He buildeth his house as a moth,.... Which builds its house in a garment by eating into it, and so destroying it, and in time eats itself out of house and home, and however does not continue long in it, but is soon and easily shook out, or brushed off; so a wicked man builds himself an house, a stately palace, like Arcturus l; so some render the words from Job 9:9, a palace among the stars, an heavenly palace and paradise, and expects it will continue for ever; but as he builds it with the mammon of unrighteousness, and to the prejudice and injury of others, and with their money, or what was due to them, so by his sins and iniquities he brings ruin and destruction upon himself and his family, so that his house soon falls to decay, and at least he and his posterity have but a short lived enjoyment of it.
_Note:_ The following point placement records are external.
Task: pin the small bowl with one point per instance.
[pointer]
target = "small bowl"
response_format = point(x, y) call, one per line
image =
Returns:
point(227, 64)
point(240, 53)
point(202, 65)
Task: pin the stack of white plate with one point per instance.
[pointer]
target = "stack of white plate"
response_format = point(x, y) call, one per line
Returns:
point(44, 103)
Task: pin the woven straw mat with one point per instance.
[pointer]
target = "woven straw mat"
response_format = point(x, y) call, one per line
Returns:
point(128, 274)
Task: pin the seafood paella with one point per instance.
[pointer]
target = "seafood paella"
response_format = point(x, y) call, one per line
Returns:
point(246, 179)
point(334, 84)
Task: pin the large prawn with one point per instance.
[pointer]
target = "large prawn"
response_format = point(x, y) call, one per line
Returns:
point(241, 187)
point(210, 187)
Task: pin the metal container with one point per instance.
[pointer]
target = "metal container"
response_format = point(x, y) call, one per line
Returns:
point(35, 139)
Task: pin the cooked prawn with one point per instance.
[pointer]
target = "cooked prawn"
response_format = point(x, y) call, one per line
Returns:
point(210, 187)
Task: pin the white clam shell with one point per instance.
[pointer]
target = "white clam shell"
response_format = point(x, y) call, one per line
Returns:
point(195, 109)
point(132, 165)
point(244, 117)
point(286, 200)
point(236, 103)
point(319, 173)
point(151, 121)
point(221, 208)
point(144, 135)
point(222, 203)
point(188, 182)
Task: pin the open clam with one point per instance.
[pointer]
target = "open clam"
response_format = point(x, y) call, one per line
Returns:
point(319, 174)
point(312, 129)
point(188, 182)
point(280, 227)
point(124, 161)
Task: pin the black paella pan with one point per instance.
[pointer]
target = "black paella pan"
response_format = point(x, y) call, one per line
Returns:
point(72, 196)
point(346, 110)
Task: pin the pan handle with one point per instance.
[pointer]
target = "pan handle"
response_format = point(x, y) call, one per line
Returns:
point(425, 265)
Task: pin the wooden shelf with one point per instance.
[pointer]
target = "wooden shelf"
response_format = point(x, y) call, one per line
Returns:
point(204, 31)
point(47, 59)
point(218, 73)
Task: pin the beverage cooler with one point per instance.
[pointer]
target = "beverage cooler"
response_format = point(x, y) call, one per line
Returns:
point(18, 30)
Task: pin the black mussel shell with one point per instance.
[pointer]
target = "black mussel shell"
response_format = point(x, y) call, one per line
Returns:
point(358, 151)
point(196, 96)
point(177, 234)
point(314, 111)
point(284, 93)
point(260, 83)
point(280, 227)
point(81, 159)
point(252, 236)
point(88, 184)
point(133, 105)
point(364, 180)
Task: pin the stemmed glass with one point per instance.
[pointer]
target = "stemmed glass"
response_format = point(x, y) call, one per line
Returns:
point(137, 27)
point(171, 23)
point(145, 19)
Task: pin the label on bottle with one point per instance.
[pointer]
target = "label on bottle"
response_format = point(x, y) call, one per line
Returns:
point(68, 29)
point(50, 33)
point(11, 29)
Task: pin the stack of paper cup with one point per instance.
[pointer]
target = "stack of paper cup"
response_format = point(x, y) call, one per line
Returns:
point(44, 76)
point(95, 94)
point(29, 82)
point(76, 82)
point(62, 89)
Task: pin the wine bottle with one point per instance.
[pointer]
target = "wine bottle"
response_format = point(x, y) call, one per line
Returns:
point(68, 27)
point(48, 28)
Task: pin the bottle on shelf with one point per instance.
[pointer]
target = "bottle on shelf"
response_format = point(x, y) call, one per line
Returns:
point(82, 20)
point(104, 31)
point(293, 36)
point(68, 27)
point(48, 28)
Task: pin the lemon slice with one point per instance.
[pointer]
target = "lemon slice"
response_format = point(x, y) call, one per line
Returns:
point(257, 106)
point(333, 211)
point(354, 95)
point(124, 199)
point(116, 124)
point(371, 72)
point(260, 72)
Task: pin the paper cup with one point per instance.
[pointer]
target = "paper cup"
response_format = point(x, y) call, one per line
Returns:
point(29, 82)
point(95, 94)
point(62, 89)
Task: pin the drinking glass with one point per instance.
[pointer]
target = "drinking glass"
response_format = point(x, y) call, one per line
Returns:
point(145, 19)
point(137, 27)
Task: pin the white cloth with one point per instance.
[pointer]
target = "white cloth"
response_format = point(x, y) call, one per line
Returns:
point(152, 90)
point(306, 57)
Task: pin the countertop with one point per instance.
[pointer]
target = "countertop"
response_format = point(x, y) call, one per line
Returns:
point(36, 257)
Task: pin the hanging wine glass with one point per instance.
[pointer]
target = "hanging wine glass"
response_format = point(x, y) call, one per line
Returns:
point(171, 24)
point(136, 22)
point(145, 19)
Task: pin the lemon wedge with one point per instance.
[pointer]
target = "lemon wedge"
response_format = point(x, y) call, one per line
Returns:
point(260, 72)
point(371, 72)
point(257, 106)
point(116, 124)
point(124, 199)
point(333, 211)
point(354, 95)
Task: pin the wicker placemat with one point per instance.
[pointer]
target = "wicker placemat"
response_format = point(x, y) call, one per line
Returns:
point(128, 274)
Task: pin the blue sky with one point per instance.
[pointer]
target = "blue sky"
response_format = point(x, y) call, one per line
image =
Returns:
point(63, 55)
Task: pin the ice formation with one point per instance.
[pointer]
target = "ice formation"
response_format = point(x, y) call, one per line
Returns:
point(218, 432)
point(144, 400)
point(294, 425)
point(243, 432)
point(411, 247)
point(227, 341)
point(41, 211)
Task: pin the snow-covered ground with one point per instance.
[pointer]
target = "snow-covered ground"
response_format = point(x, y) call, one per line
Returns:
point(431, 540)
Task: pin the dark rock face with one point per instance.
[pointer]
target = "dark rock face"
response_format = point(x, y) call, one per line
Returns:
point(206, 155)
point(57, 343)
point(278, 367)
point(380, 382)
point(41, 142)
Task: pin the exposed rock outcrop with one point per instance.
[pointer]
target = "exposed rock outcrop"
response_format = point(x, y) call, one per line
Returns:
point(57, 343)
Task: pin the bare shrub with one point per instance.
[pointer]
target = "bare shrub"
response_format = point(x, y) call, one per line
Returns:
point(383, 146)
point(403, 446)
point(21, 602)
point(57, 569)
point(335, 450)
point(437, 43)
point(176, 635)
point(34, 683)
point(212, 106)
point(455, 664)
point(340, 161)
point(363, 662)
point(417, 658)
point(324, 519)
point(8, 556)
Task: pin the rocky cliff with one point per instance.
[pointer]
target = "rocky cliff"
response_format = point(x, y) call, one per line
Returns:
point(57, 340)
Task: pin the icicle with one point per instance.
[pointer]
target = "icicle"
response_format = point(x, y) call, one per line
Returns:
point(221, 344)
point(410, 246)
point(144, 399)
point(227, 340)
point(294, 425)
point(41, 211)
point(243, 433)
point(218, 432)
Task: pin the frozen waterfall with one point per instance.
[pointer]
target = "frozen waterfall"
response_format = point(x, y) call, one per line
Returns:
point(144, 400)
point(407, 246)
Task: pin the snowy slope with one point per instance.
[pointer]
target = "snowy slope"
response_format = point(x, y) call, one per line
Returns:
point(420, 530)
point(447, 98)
This may be applied in a figurative sense to the hypocrite's hope and confidence, which is like a spider's web, a moth eaten garment, and a house built upon the sand; the Septuagint version here adds, "as a spider", Job 8:13;

and as a booth [that] the keeper maketh; either a keeper of sheep, who sets up his tent in a certain place for a while, for the sake of pasturage, and then removes it, to which the allusion is, Isaiah 38:12; or a keeper of fruit, as the Targum, of gardens and orchards, that the fruit is not stolen; or of fig trees and vineyards, as Jarchi and Bar Tzemach, which is only a lodge or hut pitched for a season, until the fruit is gathered in, and then is taken down, see Isaiah 1:8; and it signifies here the short continuance of the house of the wicked man, which he imagined would continue for ever, Psalms 49:11.

l כעש "quasi Arcturi", Junius Tremellius so Aben Ezra.